I look sightlessly toward the shuttered windows, wondering how I can make him see. “Imagine someone could take your true form from you, your wolf form, and control it. Imagine that, even if it was because you did something to uphold your honor, even if you’d do that thing again if you had to, you will still lose who you are.”
I gesture vaguely to the walls and the world beyond the wards that encircle me, my hand a mottled blur. “Tomorrow, one way or another, a part of me will die. That pill, it’s a coward’s way out. I want to take it because I’m not really sure I can survive what the Council will decree for me. And I don’t want to bring harm to those who aided me, those who stand against what Blackflame is doing.”
I take a deep breath, let it out slowly, make myself wait for his response.
“I’ve heard tales of Arch Mage Blackflame.” It’s a neutral statement, telling me nothing. I could worry that he’s already in Blackflame’s pay, but I can’t afford to consider it. So I don’t. Plus, he’s nothing like the few memories I have of Blackflame’s mercenaries.
“I used to live in Karolene. People disappear without a trace. His mercenaries kill in broad daylight.” I shrug my uninjured shoulder. “He has a torture chamber in the basement of his home.”
Osman Bey’s eyebrows rise slightly.
“I’ve been held there,” I say simply. “But you need not believe me. Seek out the Degath family. They’re here in Fidanya. They were once a noble family of Karolene. They can tell you.”
“I’ve heard of them as well.”
I nod. I am so very, very tired. I’ve done what I can. Tomorrow will come, and each day after that, whether I have breath or mind or heart to see it. Whether or not Osman Bey believes me, I cannot imagine he will make his decision before the morning. I will face this trial one way or the other.
He rises and slips the pill back into my pocket. I watch him with the same numb disbelief as I did Talon.
“I won’t make your choice for you. I believe she gave it to you. It is not for me to take it away.”
I close my eyes, wanting to weep. I don’t want this choice.
He moves to the door, pauses there. “I will ask,” he says, his words soft in the room, and lets himself out.

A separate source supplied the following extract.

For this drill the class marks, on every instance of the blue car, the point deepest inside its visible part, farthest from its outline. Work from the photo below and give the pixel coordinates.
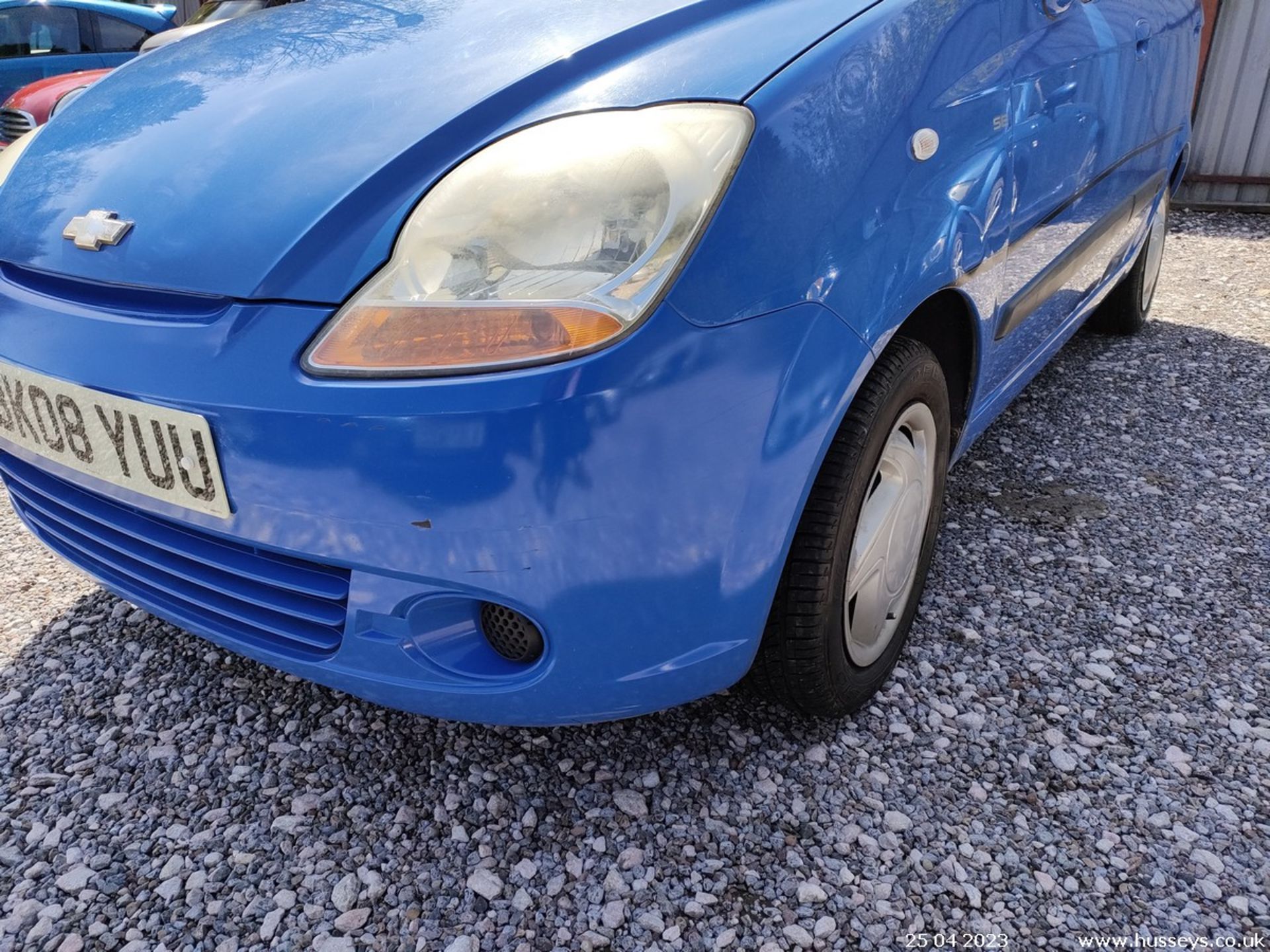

Lying sleepless through the quiet hours of the night gives me time to consider all the things I don’t want to: what my bond with Val really means; whether the breath he gave me has changed me as deeply as my sunbolt did; how my life is built upon the deaths of others. All this time I have tried not to kill again, tried not to take what I should not, and now I find that my very essence may be formed around the stolen lives of others. As long as I consider it, I can find no way around this truth, no way past it.
Then there is the question of the trial, who I will betray and what price they will pay, and what will become of me afterwards. I cannot doubt that Osman Bey’s question will be repeated by the Council: how did I fight so well? With a truth spell as potent as the Huq spell, I will be forced to answer and my bond with Val will be uncovered.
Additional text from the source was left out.